Minimizing hemorrhagic complications begins with thorough preoperative assessments that seek out histories of medical issues such as liver and renal disease, malignancies and hypertension, Dr. Fisher says. "Any history of significant bleeding during other minor procedures may indicate diseases such as von Willebrand disease or another bleeding disorder."
Somewhat similarly, she says patients with histories of heavy drinking may face increased bleeding risk, while vitamin and supplement use also has created worries. Specifically, "Garlic irreversibly inhibits platelet aggregation, which suggests this could have a negative effect on bleeding," Dr. Fisher says. However, in vivo studies in this regard have shown no effect on platelet function.
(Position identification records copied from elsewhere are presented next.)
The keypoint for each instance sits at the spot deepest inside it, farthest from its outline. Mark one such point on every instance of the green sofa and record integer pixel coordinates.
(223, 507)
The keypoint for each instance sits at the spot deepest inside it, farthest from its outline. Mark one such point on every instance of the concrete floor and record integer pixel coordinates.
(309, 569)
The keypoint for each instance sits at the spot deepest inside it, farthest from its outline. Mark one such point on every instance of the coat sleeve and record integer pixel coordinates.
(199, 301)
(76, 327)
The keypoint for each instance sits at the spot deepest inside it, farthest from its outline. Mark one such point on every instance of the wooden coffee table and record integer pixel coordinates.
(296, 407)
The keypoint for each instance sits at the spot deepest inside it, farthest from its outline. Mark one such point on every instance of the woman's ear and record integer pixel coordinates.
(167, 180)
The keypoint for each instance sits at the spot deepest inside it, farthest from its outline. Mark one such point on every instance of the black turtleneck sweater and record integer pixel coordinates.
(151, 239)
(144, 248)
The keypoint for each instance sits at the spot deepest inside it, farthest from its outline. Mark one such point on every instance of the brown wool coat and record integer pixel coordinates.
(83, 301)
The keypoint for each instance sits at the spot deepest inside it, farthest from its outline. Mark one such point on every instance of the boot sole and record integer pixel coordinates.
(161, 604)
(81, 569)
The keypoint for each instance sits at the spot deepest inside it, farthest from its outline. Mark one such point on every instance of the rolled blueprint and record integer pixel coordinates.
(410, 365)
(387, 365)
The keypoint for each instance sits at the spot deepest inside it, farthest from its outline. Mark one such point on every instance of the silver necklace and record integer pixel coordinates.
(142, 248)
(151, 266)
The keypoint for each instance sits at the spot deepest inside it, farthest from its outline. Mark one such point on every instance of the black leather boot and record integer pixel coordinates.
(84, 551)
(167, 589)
Similarly, "Ginkgo inhibits platelet activating factor. But research has shown it exerts no impact on platelet aggregation. And the only evidence of ginseng increasing bleeding is limited to a few case reports," she says.
Vitamin E inhibits the vitamin K-dependent coagulation cascade. "In vitro studies show that it inhibits platelet aggregation, but a 2006 in vivo study showed no effect on PT, PTT, INR, bleeding time or platelet aggregation (Dereska NH, McLemore EC, Tessier DJ, et al. J Surg Res. 2006 May;132(1):121-129. Epub 2005 Dec 9)," Dr. Fisher says.
Overall, "Many studies show we probably don't need to worry as much as we do about patients' vitamin and supplement use, but the studies are all relatively small. Considering that these products aren't doing anything significant for patients on a day-to-day basis, it's probably better to avoid them all before surgery," she says.